A new generation of Indian entrepreneurs is looking to leaders like Murthy, Nilekani and Gopalakrishnan on how to do it right.

Written by Saritha Rai | Published: October 22, 2014 12:05 am

A new generation of Indian entrepreneurs is looking to leaders like Murthy, Nilekani and Gopalakrishnan on how to do it right.

When Infosys executive chairman Narayana Murthy declared in June this year that he was relinquishing his job and hanging up his Infosys boots and that the last of the founders would exit executive roles, this newspaper launched a frantic hunt for a photo. A vintage snapshot of all the founders at the iconic firm’s naissance 33 years ago would have been most appropriate for the feature in the Sunday pages.

Many grainy images of the founders in the early days were available. One had a couple of founders and wives at what looked like a birthday cake-cutting. Another showed a few founders in geeky glasses squatting on a flight of steps. Yet another sepia-toned photo showed two founders and their wives at a picnic. However, not a single photo was available of the founders together in 1981, the year Infosys was founded, or even just after.

So it was more than ironic that earlier this month, six formally dressed men offered a variety of “photo ops” on what was their farewell as the founders of Infosys. The final day line-up was complete. There was Murthy himself, alongside N.S. Raghavan, Nandan Nilekani, K. Dinesh, Kris Gopalakrishnan and S.D. Shibulal. The only missing face was of Ashok Arora, who quit the startup team early on. It was an emotional moment for the firm and its founders, though they laughed and joked their way through the day.

Soon, the founders will turn into ordinary shareholders of Infosys, a move that is beneficial not just to the firm but to themselves as well. In turning into regular shareholders, the founders’ (and their families’) total shareholding of almost 16 per cent in the company will be considered to be free-floating shares and enhance its appeal to investors. Their new status as public shareholders will give them the freedom to sell their shares when they choose, without board sanction.
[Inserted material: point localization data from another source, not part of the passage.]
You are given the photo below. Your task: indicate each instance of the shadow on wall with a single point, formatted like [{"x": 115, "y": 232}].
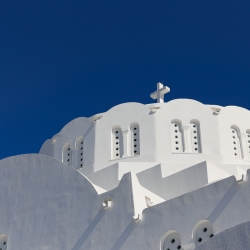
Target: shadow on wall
[
  {"x": 89, "y": 230},
  {"x": 124, "y": 236}
]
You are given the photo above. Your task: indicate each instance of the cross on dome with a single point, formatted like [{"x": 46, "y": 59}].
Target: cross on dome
[{"x": 160, "y": 92}]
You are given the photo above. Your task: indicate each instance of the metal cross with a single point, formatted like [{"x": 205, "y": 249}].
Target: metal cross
[{"x": 160, "y": 92}]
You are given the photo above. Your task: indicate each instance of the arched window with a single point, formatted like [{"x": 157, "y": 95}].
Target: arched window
[
  {"x": 171, "y": 241},
  {"x": 67, "y": 154},
  {"x": 236, "y": 142},
  {"x": 135, "y": 139},
  {"x": 117, "y": 143},
  {"x": 248, "y": 143},
  {"x": 177, "y": 137},
  {"x": 202, "y": 232},
  {"x": 79, "y": 145},
  {"x": 195, "y": 136},
  {"x": 3, "y": 241}
]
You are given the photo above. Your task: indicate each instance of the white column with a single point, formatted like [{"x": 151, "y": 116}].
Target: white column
[
  {"x": 186, "y": 139},
  {"x": 243, "y": 141},
  {"x": 126, "y": 143}
]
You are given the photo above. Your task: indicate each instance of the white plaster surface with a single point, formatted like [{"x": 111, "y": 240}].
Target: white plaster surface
[{"x": 132, "y": 201}]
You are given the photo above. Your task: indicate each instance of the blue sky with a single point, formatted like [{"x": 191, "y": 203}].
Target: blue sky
[{"x": 65, "y": 59}]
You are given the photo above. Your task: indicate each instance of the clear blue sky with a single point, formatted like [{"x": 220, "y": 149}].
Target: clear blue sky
[{"x": 64, "y": 59}]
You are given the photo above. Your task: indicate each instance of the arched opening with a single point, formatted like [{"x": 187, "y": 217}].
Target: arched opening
[
  {"x": 80, "y": 147},
  {"x": 3, "y": 241},
  {"x": 171, "y": 240},
  {"x": 195, "y": 136},
  {"x": 67, "y": 154},
  {"x": 117, "y": 143},
  {"x": 202, "y": 232},
  {"x": 177, "y": 137},
  {"x": 248, "y": 143},
  {"x": 236, "y": 142},
  {"x": 135, "y": 139}
]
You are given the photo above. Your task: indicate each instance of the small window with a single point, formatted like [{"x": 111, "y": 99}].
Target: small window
[
  {"x": 3, "y": 241},
  {"x": 171, "y": 241},
  {"x": 248, "y": 144},
  {"x": 236, "y": 142},
  {"x": 177, "y": 137},
  {"x": 117, "y": 143},
  {"x": 80, "y": 149},
  {"x": 195, "y": 136},
  {"x": 135, "y": 139},
  {"x": 202, "y": 232},
  {"x": 67, "y": 154}
]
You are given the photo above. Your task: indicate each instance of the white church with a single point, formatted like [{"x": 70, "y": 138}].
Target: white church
[{"x": 163, "y": 176}]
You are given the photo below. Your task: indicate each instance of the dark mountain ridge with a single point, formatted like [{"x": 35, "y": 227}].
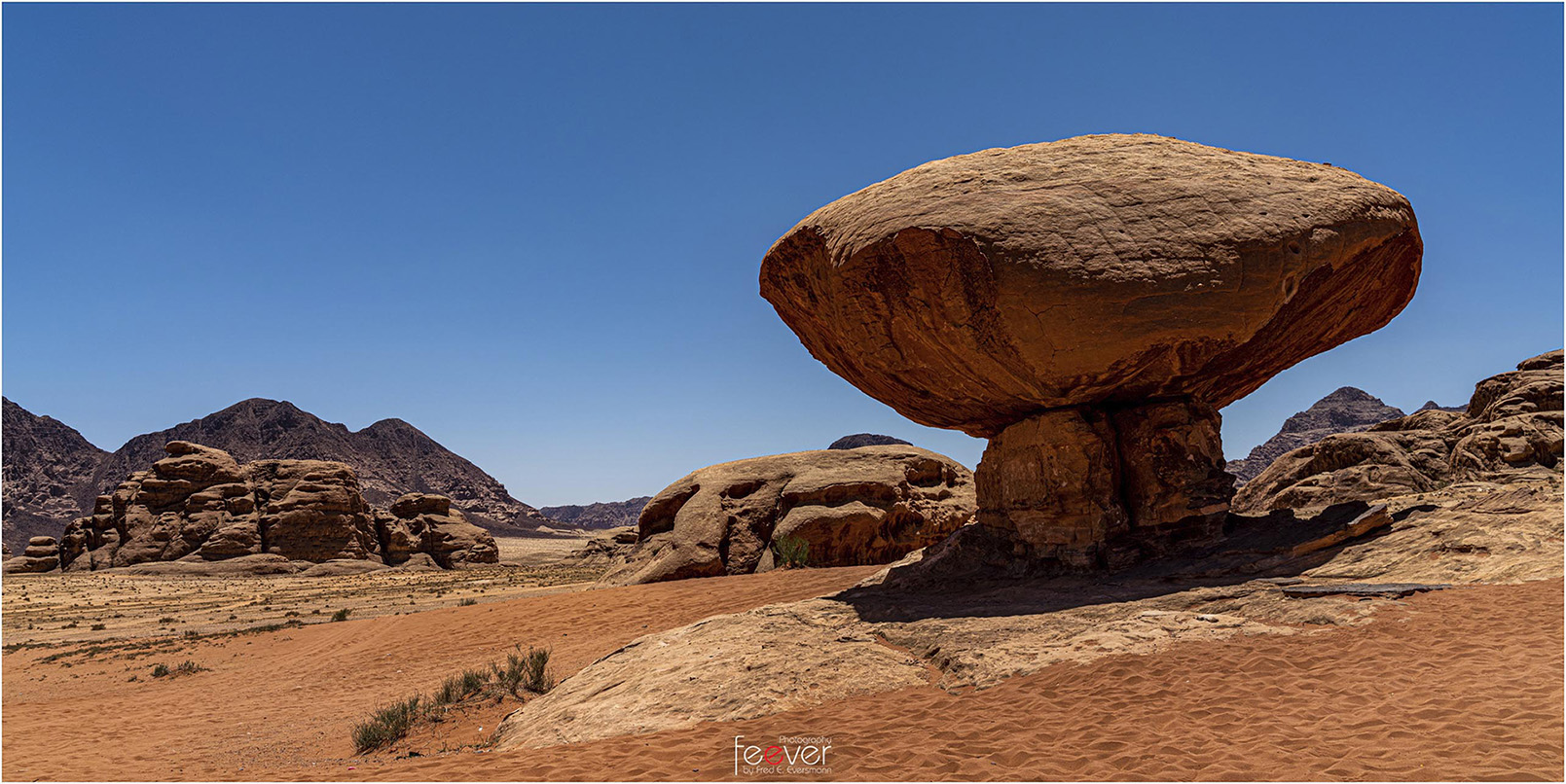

For Murthy and his cohort, there could have been no more opportune a moment to make a graceful exit. A new CEO is in place and seems to have gotten off to a good start by presenting better than expected profits in his first quarter of taking over — a 28.6 per cent rise in net profit for the quarter ended September 30 and a 2.9 per cent growth in revenues. Making a clean break at this juncture will give the firm’s new professional leadership a chance to shape and steer the company’s future from here on.

At the farewell meeting, Murthy talked about his decision not to keep the ceremonial title of “chairman emeritus” at Infosys in order to avoid any perceived conflict. Murthy was the epitome of Infosys values when he said he wants to be a “Regular Joe” instead. There is nothing average or regular, however, about Murthy and his cohort, who built not just the Infosys brand but, in parallel, also helped grow India’s brand as a globalising, forward-looking country with an enormous talent pool. Infosys’s listing on Nasdaq in 1999, the first

Indian company to list on an American stock exchange, was a landmark event. Since then, the Rs 28 crore firm has grown to Rs 2,00,000 crore in market capitalisation.

Infosys has had its share of challenges. It was not until the company ran out of founders to fill the chief executive position that an outsider was finally brought in earlier this year, much to the disappointment of its investors, who watched its performance slide during the last few years. Again, last year, it faced censure when Murthy jumped out of retirement and was back in the thick of things — trying to resurrect the flailing firm with his son Rohan as his executive assistant. Despite these transgressions, though, no company has influenced India’s corporate landscape as much as Infosys, with its clean governance principles and adherence to high ethical standards.

In their graceful and absolute exit, too, Infosys’s founders showed the way to corporate India, where even the biggest firms are fond of parachuting sons, daughters and assorted relatives into executive and board positions. The founders will no longer associate with the company or exercise any control over its affairs. It will be a clean break.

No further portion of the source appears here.